The Guernsey Literary & Potato Peel Pie Society

A book review of ‘The Guernsey Literary & Potato Peel Pie Society’. A romantic book set after the second world war, that makes you fall in love with its characters.

The Guernsey Literary Potato Peel Pie Society is a novel that really touched me. It is an epistolary novel, which means that the novel consists of letters written by various characters and I think that it makes the book more sensible. The novel tells the story of Juliet Ashton who starts corresponding with Dawsey Adams, an inhabitant of the island Guernsey. This all takes places in the aftermath of the second world war, which plays an important role in the novel. The novel caught my curiosity because of the film adaptation that came out in 2018. When I started reading, I found what I expected, a novel with an amazing story told in cleverly written letters.

A look at the world at that time

The letters in the novel are well written and they fit every character. The references to other letters or characters make this book fun to read and realistic. Because of this manner of writing, you’re also pulled into the time in which the story takes place. It causes every character to be more elaborate. You can also relate more to every character and get to know them individually. You get to look at the world through their eyes. Also, you get to look at other characters through their eyes, which becomes relevant at one point, when Adelaide Addison detests the literary club.

The story, which takes place after the second world war, is in one word heart-warming.

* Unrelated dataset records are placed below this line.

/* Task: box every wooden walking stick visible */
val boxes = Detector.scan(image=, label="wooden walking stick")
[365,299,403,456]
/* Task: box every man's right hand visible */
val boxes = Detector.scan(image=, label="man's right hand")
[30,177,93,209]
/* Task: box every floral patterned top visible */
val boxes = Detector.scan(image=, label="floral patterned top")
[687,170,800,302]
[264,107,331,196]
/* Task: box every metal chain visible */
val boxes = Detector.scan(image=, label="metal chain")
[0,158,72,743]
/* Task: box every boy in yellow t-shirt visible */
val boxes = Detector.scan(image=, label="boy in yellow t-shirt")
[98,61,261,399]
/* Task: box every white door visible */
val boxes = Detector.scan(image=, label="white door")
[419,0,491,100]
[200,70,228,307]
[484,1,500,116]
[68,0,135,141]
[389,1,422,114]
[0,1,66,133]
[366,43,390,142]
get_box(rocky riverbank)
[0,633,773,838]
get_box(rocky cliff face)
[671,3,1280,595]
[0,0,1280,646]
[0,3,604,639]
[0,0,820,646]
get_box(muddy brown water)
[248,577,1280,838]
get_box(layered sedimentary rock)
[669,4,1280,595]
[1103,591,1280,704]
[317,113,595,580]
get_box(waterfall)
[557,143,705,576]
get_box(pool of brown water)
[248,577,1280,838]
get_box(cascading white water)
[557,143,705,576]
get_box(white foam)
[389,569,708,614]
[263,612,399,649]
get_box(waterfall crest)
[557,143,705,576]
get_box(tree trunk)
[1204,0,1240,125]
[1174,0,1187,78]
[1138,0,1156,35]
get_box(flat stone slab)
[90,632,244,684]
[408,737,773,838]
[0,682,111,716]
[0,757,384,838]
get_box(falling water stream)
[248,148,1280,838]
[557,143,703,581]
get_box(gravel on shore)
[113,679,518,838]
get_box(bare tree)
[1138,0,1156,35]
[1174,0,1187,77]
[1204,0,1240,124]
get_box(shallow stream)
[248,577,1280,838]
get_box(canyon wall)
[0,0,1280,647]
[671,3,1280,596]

It is like everything these characters experience together creates happiness in a very dark time. You can feel this while reading the letters. Because you get a look in the lives of all these different characters, the feelings really come to life. You also really get a good sense of how they felt back then, happy the war was over but sad for what and who they had lost.

Other reviews

I have read various other reviews on this novel and found out that these were divided. Some people absolutely loved it, as I did, and some did not. This novel draws upon events from during the second world war, like the children going to the mainland or the Germans setting a curfew on the island. Next to these historical elements, is a romantic story of a journalist who sets of to see the island and the people she’s been corresponding with. The combination of these two elements causes different expectations for different people. I’d say that I loved the novel, but I am a lover of romantic stories and if people are looking for a story more about the war then this book isn’t the one.

That I loved this book is quite clear. I loved the epistolary form, which made more sensible and it made every character stand out. Still, I can understand why others did not like the book, the book tells a story of a journalist who goes to Guernsey to find out more about a book society and the book doesn’t necessarily tells a story about the war and the effects.